Industry Data Is Essential and Yet It’s Often Inaccurate. Here’s Why.

By Pam Wu

Abstract image showing blue, yellow, and red rectangles, circles and lines.

It’s hard to predict a business’s risk without knowing its industry. Consider if a business called Self-Sufficient Coffee Co. applied for group accident insurance: if you were that insurer’s risk officer, you would naturally be concerned whether the applicant was involved in mass producing coffee, serving coffee, or both.

Industry data provides insight into how a business makes money — for example, whether a business sells a good or a service as opposed to manufacturing goods.

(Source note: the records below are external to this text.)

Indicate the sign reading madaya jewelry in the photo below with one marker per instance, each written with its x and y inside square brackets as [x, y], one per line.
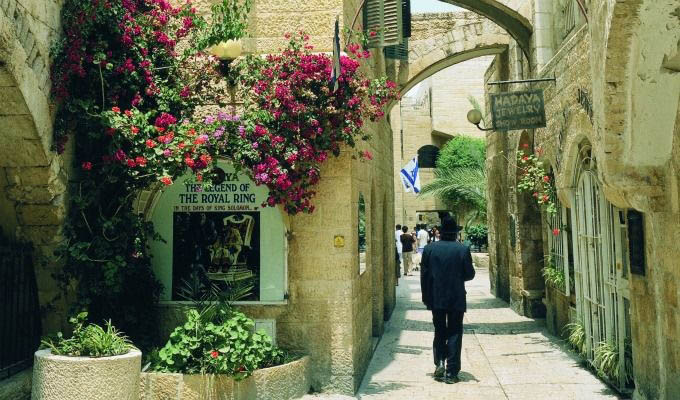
[518, 110]
[219, 236]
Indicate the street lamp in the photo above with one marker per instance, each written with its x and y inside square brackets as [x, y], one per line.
[475, 117]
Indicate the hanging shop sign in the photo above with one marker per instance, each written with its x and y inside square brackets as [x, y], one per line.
[518, 110]
[219, 235]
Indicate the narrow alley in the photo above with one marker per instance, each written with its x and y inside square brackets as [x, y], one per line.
[505, 356]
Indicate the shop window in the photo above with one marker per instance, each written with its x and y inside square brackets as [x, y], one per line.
[219, 236]
[362, 234]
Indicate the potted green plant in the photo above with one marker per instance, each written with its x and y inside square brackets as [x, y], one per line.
[229, 23]
[94, 363]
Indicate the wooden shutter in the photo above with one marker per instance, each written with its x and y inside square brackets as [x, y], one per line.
[400, 51]
[384, 19]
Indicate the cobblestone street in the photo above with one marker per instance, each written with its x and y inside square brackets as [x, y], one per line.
[505, 356]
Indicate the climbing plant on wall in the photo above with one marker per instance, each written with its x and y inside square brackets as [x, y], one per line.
[533, 178]
[129, 98]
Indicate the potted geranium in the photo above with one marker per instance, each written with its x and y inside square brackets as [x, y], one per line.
[94, 363]
[223, 35]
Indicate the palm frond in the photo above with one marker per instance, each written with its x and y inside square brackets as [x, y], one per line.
[463, 188]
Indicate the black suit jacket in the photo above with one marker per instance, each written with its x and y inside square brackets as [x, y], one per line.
[445, 266]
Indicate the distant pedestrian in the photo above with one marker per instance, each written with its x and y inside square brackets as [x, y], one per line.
[397, 234]
[407, 249]
[445, 267]
[423, 238]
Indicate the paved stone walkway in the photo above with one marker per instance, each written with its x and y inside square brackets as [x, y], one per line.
[505, 356]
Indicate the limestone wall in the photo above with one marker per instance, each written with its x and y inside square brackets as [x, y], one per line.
[332, 312]
[33, 178]
[607, 60]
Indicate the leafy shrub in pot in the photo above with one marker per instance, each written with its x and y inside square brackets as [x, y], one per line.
[217, 340]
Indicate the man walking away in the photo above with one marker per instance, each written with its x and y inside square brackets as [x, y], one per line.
[407, 248]
[445, 267]
[397, 234]
[422, 237]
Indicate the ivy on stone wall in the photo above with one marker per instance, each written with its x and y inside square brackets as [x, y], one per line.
[129, 98]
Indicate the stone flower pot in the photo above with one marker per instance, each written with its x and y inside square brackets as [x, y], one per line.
[86, 378]
[283, 382]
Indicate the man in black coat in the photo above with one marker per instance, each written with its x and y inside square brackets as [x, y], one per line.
[445, 266]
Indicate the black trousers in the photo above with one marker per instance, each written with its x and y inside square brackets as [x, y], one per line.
[448, 338]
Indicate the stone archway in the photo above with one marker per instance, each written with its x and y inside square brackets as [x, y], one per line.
[501, 13]
[32, 178]
[472, 38]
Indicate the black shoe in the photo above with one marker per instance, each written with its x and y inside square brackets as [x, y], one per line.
[439, 371]
[451, 378]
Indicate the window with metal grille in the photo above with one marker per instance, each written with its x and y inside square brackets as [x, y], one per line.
[383, 23]
[558, 245]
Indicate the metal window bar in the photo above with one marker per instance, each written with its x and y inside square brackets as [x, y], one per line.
[19, 308]
[599, 256]
[557, 244]
[569, 8]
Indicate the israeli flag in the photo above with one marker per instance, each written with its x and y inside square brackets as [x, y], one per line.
[410, 177]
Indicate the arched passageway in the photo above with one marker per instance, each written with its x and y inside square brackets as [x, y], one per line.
[503, 14]
[467, 40]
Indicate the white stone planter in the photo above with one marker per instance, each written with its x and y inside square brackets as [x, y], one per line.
[86, 378]
[283, 382]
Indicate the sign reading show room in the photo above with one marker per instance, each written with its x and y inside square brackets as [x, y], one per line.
[219, 235]
[518, 110]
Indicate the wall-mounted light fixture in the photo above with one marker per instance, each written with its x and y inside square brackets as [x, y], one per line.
[475, 117]
[226, 52]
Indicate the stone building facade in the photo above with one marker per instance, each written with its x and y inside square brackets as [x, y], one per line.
[611, 145]
[332, 311]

This data helps financial institutions make smarter decisions about whether to engage with a small business, as well as how to market to, underwrite, and onboard the small businesses they serve.

Although industry classification is essential, accurately defining a business’s industry remains challenging. Why? In general, industry data is complex, and the granularity of available industry data varies significantly. In this post I’ll break down precisely why industry classification has been hard to achieve, and thus resulted in years of inaccurate or vague industry data.

Breaking down the challenges of industry classification

Selecting a business’s industry is surprisingly difficult.

When we ask for industry data, we’re really looking for insight into how the business operates, and how they make money.

Consider our hypothetical coffee shop, Self-Sufficient Coffee Co., a local hangout that sources beans, roasts in-house, and sells coffee both by the cup and in take-home bags. In the morning, the shop bakes its own pastries to accompany the coffee it sells. Depending on the activity you focus on, Self-Sufficient’s industry classification could be a specialty drinks business (NAICS 722515 — Snack and Nonalcoholic Beverage Bars) or a manufacturer of coffee (NAICS 311920 — Coffee and Tea Manufacturing). Which is correct?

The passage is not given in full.